Turtlenekko uses a statistical approach to measure LLM performance metrics that cannot be directly controlled through the OpenAI API interface:
When benchmarking LLMs through a chat completion API, several challenges exist:
- We cannot precisely control the exact number of tokens processed
- The API returns total response time, but doesn't break down processing stages
- We have to actively prevent the runtime from using KV cache for subsequent requests to get representative results
To overcome these limitations, Turtlenekko:
- Samples Multiple Data Points: Runs benchmarks with varying prompt lengths and completion token limits
- Measures at Different Context Lengths: Takes measurements at both short context (few hundred tokens) and long context (around 10,000 tokens) to capture performance degradation as context grows
- Randomizes Prompts: Generates random prompts to prevent KV cache reuse
- Collects Measurements: For each run, records:
- Prompt token count (as reported by the API)
- Completion token count (as reported by the API)
- Total response time
- Fits Linear Regression Models: Uses the equation:
Separate models are fitted for short and long contexts.
response_time = prompt_rate * prompt_tokens + cached_prompt_rate * cached_prompt_tokens + completion_rate * completion_tokens
- Calculates Key Metrics:
- Prompt Processing Rate: Time per prompt token (milliseconds) for both short and long contexts
- Cached Prompt Processing Rate: Time per cached prompt token (milliseconds) when KV cache is reused
- Completion Generation Rate: Time per completion token (milliseconds) for both short and long contexts
- R-squared value: Indicates how well each model fits the data (0-1)
This approach allows Turtlenekko to:
- Separate the time spent on processing the input prompt from the time spent generating the completion
- Measure how performance degrades as context length increases
Turtlenekko calculates a composite performance metric called estimated LocalScore, inspired by the scoring system used in the LocalScore benchmark. The formula is:
LocalScore = (prompt_tps * gen_tps * (1000/ttft_ms))^(1/3) * 10
Where:
prompt_tps
: Average prompt tokens processed per second across both short and long contextsgen_tps
: Average completion tokens generated per second across both short and long contextsttft_ms
: Time to first token in milliseconds (calculated as average prompt tokens / prompt_tps * 1000)

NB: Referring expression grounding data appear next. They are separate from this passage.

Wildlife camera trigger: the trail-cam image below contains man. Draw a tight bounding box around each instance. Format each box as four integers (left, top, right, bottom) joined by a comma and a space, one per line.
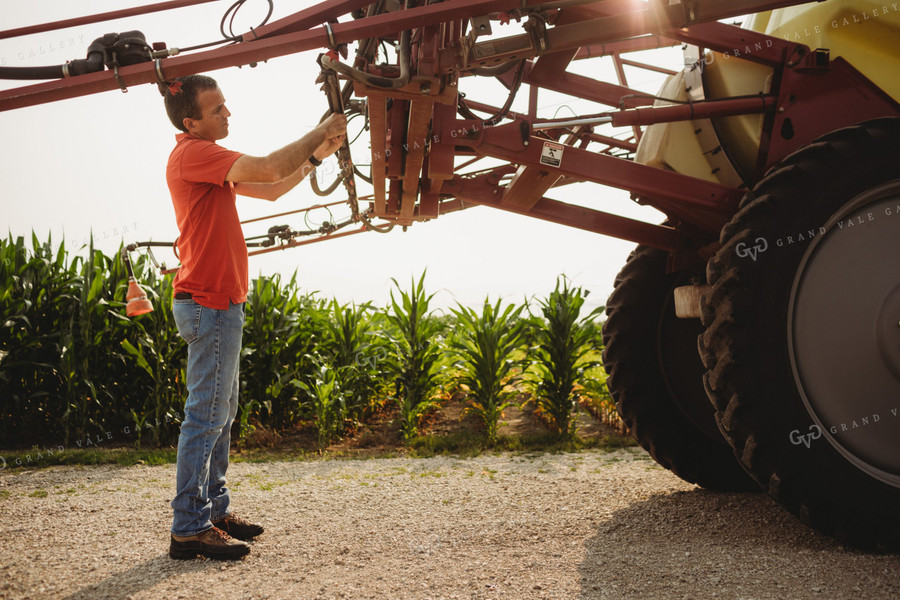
162, 74, 346, 560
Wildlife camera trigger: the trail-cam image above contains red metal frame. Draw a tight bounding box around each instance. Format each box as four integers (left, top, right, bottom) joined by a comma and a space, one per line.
2, 0, 898, 261
0, 0, 222, 41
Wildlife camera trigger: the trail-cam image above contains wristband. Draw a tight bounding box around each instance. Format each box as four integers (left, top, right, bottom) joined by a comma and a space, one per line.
309, 155, 322, 167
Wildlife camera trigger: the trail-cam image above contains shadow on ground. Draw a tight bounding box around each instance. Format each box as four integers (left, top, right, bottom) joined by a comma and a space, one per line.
578, 488, 899, 599
61, 555, 212, 600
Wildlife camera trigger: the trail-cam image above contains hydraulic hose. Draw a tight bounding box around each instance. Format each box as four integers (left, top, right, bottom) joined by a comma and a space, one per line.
0, 39, 104, 79
466, 59, 520, 77
0, 33, 143, 80
458, 59, 526, 127
311, 170, 344, 196
320, 29, 411, 90
0, 65, 66, 80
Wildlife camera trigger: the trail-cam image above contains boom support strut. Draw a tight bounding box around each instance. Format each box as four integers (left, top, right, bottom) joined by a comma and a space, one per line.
2, 0, 897, 262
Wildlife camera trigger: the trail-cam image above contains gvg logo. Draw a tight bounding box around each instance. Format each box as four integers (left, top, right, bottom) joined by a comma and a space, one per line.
735, 237, 769, 262
352, 346, 390, 370
789, 424, 823, 448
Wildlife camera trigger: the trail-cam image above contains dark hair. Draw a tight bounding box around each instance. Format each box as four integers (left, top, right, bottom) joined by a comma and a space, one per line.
161, 74, 219, 132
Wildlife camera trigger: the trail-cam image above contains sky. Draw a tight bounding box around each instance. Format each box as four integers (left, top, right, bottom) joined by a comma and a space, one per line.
0, 0, 672, 312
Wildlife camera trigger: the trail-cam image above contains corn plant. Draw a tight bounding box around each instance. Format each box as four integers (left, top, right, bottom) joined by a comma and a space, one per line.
241, 273, 327, 434
59, 239, 141, 443
320, 299, 389, 430
384, 272, 446, 443
293, 365, 344, 448
0, 233, 73, 444
449, 298, 527, 444
0, 234, 180, 446
578, 363, 626, 434
120, 268, 187, 447
524, 277, 603, 438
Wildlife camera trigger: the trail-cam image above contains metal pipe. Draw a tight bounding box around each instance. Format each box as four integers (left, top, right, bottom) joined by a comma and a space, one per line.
0, 0, 807, 111
238, 0, 376, 40
444, 174, 684, 251
531, 95, 775, 129
609, 95, 776, 126
0, 0, 222, 40
532, 116, 612, 129
239, 199, 349, 225
574, 35, 677, 60
530, 0, 624, 11
618, 57, 677, 76
587, 133, 637, 152
247, 226, 369, 255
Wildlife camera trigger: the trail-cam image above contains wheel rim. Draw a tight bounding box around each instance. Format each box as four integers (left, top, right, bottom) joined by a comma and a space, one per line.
788, 179, 900, 487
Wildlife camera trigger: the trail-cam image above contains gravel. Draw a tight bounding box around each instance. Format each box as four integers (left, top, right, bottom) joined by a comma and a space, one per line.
0, 448, 898, 600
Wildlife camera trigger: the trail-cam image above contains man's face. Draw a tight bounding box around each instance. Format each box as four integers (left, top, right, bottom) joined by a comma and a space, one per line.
184, 87, 230, 141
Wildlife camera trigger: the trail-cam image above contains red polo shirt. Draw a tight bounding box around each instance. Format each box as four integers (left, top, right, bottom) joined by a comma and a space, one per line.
167, 133, 246, 310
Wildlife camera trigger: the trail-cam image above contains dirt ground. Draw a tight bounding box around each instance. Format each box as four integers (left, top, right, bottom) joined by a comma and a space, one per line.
1, 448, 898, 600
249, 395, 622, 456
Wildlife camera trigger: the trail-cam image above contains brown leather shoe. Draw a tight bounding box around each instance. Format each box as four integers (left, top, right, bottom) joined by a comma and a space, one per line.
169, 526, 250, 560
212, 512, 264, 541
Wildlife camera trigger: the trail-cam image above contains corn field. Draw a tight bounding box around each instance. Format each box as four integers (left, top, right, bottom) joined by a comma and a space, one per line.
0, 234, 621, 449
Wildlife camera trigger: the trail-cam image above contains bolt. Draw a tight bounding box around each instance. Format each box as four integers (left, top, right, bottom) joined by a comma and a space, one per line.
778, 107, 785, 113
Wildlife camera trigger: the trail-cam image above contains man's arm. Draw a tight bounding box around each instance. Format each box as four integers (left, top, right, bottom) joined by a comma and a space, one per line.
226, 113, 346, 188
234, 133, 345, 201
233, 160, 315, 201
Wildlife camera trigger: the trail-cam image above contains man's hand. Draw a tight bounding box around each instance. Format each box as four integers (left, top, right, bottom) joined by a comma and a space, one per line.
229, 111, 349, 200
314, 134, 345, 162
312, 113, 348, 162
320, 112, 348, 139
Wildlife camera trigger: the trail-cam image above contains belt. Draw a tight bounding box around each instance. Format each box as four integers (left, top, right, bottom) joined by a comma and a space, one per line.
174, 292, 193, 300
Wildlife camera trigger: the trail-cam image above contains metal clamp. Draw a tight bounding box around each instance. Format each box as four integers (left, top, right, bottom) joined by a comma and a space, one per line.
154, 58, 166, 85
109, 51, 128, 93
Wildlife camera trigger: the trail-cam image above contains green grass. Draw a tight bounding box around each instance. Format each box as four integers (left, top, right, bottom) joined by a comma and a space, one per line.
0, 447, 178, 470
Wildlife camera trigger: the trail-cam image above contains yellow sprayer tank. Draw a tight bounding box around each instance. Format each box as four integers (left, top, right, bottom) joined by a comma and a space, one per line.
636, 0, 900, 184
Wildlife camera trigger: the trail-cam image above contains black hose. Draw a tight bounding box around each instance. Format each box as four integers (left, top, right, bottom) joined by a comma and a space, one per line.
221, 0, 274, 39
457, 59, 526, 127
0, 35, 120, 80
310, 170, 344, 196
353, 165, 373, 184
361, 211, 394, 233
0, 65, 66, 80
320, 30, 411, 90
466, 59, 520, 77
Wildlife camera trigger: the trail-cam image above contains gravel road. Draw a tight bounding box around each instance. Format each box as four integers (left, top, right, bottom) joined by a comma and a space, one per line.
0, 449, 897, 600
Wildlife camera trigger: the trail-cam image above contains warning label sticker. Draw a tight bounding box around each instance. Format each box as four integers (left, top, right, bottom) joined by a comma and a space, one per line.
540, 141, 564, 168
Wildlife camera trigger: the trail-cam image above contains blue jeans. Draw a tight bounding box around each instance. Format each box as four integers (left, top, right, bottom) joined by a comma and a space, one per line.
171, 299, 244, 537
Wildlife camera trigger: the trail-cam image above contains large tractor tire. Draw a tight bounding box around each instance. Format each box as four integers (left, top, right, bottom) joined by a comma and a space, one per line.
602, 245, 758, 491
700, 117, 900, 549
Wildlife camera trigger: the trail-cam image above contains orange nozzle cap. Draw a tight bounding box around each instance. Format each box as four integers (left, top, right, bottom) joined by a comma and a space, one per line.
126, 278, 154, 317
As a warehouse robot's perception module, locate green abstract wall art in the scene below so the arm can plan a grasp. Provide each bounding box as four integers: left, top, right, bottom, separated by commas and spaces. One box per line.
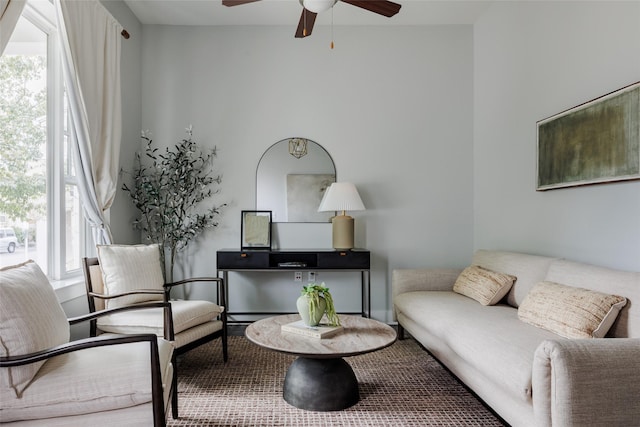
537, 82, 640, 190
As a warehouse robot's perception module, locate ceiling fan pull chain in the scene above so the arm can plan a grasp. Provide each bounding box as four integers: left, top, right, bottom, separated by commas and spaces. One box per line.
330, 5, 334, 49
303, 9, 308, 37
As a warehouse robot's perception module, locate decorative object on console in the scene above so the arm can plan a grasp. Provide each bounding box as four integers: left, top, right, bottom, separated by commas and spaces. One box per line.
121, 125, 226, 282
241, 210, 272, 250
318, 182, 366, 250
296, 283, 340, 327
537, 81, 640, 190
288, 138, 308, 159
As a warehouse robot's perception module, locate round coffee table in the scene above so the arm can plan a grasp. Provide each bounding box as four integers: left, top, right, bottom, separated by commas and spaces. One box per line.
245, 314, 397, 411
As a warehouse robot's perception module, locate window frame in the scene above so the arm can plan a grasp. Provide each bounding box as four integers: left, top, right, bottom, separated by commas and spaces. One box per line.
20, 1, 90, 281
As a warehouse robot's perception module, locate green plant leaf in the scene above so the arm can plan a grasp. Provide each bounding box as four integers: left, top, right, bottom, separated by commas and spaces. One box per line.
121, 126, 227, 281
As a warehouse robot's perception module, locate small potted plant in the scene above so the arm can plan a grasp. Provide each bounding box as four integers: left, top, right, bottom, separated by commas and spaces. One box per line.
296, 283, 340, 327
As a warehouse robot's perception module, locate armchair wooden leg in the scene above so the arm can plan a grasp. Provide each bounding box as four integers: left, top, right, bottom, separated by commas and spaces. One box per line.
222, 330, 228, 362
171, 354, 179, 419
222, 312, 229, 362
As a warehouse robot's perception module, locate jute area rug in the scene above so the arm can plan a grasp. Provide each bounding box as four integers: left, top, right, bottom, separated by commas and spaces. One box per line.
168, 336, 507, 427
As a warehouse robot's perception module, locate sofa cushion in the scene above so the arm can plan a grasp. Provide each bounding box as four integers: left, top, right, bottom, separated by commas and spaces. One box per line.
97, 244, 165, 309
472, 250, 558, 308
453, 265, 516, 305
0, 261, 70, 398
518, 281, 627, 339
0, 338, 173, 422
545, 259, 640, 339
395, 291, 560, 403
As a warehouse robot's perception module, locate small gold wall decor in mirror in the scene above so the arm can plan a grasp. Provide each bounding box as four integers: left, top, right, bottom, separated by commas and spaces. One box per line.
289, 138, 308, 159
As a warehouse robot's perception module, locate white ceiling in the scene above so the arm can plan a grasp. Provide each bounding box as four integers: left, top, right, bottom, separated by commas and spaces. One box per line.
123, 0, 494, 27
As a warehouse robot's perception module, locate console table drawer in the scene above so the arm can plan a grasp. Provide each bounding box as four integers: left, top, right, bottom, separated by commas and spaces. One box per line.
318, 251, 370, 269
217, 251, 269, 269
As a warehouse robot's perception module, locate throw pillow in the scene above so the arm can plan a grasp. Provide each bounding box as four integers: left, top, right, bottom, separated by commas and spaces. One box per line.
453, 265, 517, 305
96, 244, 165, 309
0, 260, 70, 397
518, 281, 627, 339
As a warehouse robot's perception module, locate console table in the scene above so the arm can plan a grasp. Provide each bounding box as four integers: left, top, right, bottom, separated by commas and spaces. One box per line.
216, 249, 370, 323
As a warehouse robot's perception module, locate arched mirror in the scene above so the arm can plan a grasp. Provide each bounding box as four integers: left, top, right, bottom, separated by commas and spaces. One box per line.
256, 138, 336, 223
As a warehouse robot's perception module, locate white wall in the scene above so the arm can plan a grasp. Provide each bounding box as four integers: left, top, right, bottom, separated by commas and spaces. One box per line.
474, 1, 640, 272
63, 1, 640, 326
138, 24, 474, 321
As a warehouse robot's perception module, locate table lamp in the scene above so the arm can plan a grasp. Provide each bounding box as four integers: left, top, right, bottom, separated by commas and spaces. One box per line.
318, 182, 365, 250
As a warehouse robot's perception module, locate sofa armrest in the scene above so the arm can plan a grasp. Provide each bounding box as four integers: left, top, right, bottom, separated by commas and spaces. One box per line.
532, 338, 640, 427
392, 268, 461, 297
392, 268, 462, 321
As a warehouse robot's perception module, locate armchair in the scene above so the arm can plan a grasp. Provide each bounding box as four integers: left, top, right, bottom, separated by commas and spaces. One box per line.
0, 260, 174, 426
82, 244, 228, 416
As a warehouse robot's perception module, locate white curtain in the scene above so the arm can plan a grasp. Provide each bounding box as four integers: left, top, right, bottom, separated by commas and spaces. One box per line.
0, 0, 26, 55
55, 0, 123, 245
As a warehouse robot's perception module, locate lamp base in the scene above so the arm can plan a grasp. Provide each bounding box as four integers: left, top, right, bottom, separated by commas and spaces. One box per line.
332, 215, 354, 250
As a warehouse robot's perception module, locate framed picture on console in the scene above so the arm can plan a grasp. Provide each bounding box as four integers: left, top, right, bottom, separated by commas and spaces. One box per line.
241, 210, 272, 250
536, 81, 640, 191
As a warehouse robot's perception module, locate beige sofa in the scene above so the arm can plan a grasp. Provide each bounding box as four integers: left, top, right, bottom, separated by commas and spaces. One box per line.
393, 250, 640, 427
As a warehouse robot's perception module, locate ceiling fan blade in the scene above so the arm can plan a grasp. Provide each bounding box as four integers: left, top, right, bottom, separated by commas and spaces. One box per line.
222, 0, 261, 6
295, 9, 318, 38
340, 0, 401, 17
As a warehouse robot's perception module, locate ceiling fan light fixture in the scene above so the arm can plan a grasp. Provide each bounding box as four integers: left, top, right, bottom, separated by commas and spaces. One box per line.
300, 0, 337, 13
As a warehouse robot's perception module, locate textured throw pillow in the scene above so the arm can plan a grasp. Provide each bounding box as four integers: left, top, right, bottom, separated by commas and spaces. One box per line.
97, 244, 165, 309
453, 265, 517, 305
0, 261, 70, 397
518, 281, 627, 339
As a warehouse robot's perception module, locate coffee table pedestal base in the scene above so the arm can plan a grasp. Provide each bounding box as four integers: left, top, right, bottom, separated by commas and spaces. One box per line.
283, 357, 359, 411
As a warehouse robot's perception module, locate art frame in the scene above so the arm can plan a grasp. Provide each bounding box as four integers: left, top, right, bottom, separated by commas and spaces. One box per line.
536, 81, 640, 191
241, 210, 272, 250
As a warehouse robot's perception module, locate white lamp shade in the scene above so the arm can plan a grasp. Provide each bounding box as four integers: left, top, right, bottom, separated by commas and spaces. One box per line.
318, 182, 366, 213
300, 0, 338, 13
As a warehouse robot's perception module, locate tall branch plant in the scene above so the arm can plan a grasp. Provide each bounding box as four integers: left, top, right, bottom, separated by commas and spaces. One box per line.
122, 126, 225, 281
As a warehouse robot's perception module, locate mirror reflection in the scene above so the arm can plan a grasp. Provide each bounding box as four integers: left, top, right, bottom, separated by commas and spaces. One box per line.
256, 138, 336, 223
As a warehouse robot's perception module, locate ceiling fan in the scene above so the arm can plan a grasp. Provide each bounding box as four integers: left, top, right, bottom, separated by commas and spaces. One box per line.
222, 0, 402, 38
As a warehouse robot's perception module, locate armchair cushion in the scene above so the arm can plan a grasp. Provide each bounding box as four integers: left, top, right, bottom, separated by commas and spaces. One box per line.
0, 261, 70, 398
0, 338, 173, 422
97, 300, 224, 335
97, 244, 165, 309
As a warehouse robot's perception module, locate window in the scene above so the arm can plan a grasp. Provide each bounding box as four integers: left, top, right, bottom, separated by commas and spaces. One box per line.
0, 0, 87, 280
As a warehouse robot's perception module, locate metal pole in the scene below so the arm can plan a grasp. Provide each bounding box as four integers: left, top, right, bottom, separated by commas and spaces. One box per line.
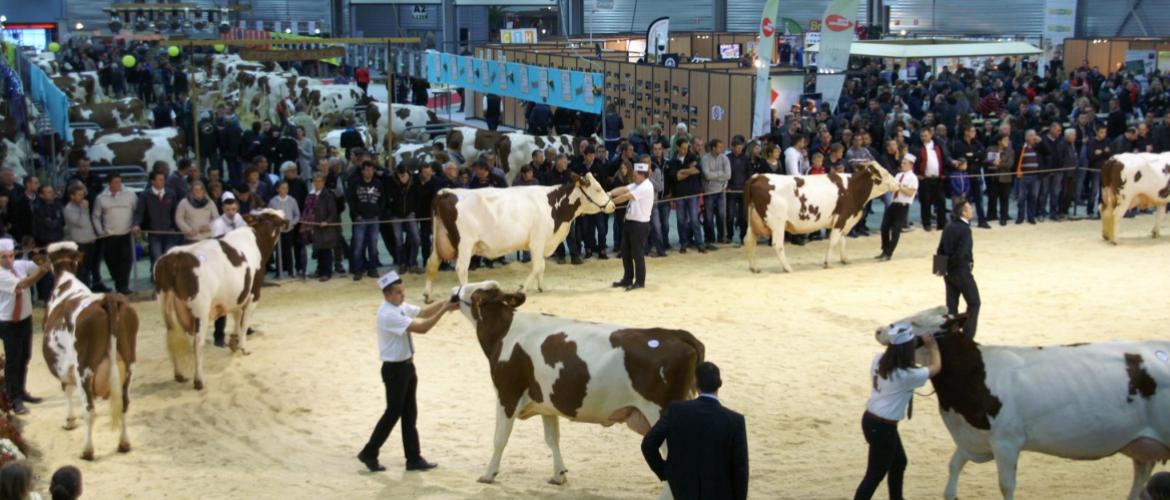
189, 41, 202, 172
722, 190, 728, 245
131, 235, 139, 293
277, 235, 284, 279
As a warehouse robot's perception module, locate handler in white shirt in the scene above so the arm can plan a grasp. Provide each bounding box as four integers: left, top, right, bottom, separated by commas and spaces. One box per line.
609, 160, 655, 291
0, 238, 51, 415
210, 196, 248, 239
358, 271, 459, 473
877, 154, 920, 261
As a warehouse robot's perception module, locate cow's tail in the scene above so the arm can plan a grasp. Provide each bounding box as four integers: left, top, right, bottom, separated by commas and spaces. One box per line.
160, 291, 194, 372
1100, 158, 1124, 242
672, 330, 706, 396
103, 294, 125, 431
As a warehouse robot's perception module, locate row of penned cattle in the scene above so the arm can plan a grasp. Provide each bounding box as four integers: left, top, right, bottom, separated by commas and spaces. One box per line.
30, 153, 1170, 499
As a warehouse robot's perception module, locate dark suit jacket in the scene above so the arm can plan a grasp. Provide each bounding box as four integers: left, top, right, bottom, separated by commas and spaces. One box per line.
641, 397, 749, 500
937, 219, 974, 275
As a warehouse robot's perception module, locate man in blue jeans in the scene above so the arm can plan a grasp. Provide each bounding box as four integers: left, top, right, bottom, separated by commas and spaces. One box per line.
132, 171, 181, 273
347, 161, 387, 280
700, 139, 730, 250
668, 138, 706, 253
1015, 130, 1042, 225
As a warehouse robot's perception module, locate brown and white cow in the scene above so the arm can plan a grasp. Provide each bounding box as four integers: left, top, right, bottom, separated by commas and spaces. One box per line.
1101, 153, 1170, 244
877, 306, 1170, 500
41, 242, 138, 460
68, 98, 146, 128
301, 83, 364, 122
69, 127, 185, 171
422, 173, 615, 302
154, 209, 285, 390
52, 71, 103, 105
367, 102, 442, 152
452, 281, 705, 488
444, 128, 602, 182
743, 162, 898, 272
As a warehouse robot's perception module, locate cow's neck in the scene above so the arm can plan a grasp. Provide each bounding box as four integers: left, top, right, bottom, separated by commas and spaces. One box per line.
252, 227, 280, 271
475, 304, 515, 361
929, 333, 1004, 430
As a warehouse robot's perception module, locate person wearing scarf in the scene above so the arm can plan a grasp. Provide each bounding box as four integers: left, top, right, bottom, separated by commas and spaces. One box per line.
303, 173, 342, 281
175, 181, 220, 243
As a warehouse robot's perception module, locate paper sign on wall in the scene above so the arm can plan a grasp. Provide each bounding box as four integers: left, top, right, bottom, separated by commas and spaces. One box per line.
499, 62, 508, 91
464, 56, 474, 83
409, 56, 417, 78
538, 68, 549, 99
583, 75, 595, 105
561, 71, 572, 102
449, 55, 459, 82
519, 65, 530, 93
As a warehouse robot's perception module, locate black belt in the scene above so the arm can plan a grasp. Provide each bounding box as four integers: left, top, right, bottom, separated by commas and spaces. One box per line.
383, 358, 413, 365
864, 411, 899, 426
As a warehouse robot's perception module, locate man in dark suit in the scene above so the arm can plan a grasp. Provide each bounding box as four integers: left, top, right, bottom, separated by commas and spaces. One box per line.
937, 199, 980, 338
641, 362, 749, 500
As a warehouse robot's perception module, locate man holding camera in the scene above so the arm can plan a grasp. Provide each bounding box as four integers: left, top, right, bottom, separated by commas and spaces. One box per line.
936, 199, 980, 338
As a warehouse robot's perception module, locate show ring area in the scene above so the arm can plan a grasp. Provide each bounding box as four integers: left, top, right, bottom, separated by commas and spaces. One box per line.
1, 0, 1170, 498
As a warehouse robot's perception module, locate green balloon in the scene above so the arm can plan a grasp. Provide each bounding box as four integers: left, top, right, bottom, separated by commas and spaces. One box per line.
122, 55, 136, 68
48, 42, 60, 53
214, 44, 226, 53
167, 46, 180, 57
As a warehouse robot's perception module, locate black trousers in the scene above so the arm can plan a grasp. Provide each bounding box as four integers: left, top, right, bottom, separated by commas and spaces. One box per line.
0, 318, 33, 401
419, 223, 433, 265
276, 230, 306, 275
486, 115, 500, 131
853, 412, 907, 500
945, 272, 981, 339
78, 241, 106, 290
102, 233, 133, 293
726, 194, 747, 243
619, 221, 650, 286
986, 181, 1012, 223
317, 246, 335, 277
361, 360, 421, 462
880, 203, 910, 257
918, 177, 947, 230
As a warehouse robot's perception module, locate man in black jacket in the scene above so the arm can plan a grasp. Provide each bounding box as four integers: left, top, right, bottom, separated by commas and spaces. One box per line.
198, 112, 220, 175
726, 136, 751, 244
386, 164, 421, 273
416, 162, 443, 267
133, 171, 180, 270
937, 199, 980, 338
7, 176, 38, 245
571, 147, 604, 258
31, 185, 64, 302
347, 161, 387, 281
485, 94, 502, 132
220, 114, 245, 184
542, 154, 583, 264
641, 362, 748, 500
950, 125, 989, 228
339, 119, 365, 158
68, 158, 103, 205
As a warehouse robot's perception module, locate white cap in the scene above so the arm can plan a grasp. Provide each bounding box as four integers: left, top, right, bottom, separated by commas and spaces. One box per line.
281, 161, 298, 172
633, 163, 649, 173
0, 239, 13, 253
676, 122, 687, 132
221, 191, 236, 201
890, 324, 916, 345
903, 153, 917, 163
378, 271, 401, 290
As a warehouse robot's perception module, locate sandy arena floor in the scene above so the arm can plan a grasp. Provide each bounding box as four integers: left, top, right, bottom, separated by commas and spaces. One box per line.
18, 215, 1170, 499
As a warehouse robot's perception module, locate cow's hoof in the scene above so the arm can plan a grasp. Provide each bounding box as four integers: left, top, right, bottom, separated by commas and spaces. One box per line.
749, 268, 761, 274
477, 476, 496, 484
537, 287, 544, 293
118, 442, 131, 453
240, 348, 252, 356
1153, 231, 1160, 239
80, 450, 94, 461
423, 295, 434, 304
194, 380, 204, 391
63, 419, 78, 430
174, 374, 188, 383
548, 476, 566, 485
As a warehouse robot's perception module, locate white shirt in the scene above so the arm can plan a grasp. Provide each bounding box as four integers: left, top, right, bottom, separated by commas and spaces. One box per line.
865, 353, 930, 421
377, 300, 421, 363
624, 179, 655, 223
923, 141, 941, 178
210, 213, 247, 238
783, 147, 804, 176
893, 171, 919, 205
0, 261, 40, 321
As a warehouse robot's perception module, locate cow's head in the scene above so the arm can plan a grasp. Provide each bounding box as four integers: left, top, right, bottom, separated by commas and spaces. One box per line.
874, 306, 949, 346
453, 281, 526, 322
570, 172, 616, 215
243, 208, 288, 253
46, 241, 83, 279
858, 161, 899, 198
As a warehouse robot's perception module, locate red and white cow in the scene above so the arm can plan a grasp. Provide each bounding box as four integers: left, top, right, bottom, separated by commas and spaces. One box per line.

The LocalScore is the geometric mean of these three metrics (with TTFT inverted since lower is better), multiplied by 10 for readability. This provides a single number that balances:
- Prompt processing speed
- Generation speed
- Responsiveness (via TTFT)
A higher estimated LocalScore indicates better overall performance. By averaging across both short and long contexts, the score reflects the model's performance across the entire context window range.
Turtlenekko can calculate LocalScore estimates for you (--localscore
command line argument, default: true).
If you wan't numbers that are somewhat comparable to the official LocalScore scores,
there are premade congurations in the examples/localscore
folder to benchmark NekkoAPI runtime
against the models used by LocalScore tool. Just run:
# To run localscore benchmarks you have to clone Turtlenekko repository first:
git clone https://github.com/aifoundry-org/turtlenekko.git
cd turtlenekko
# Run the benchmarks:
make localscore-tiny
# or
make localscore-small
# or
make localscore-medium
These will download corresponding models from Hugging Face and run the benchmarks.
[Note]: models are downloaded without authentication, rate limits may apply.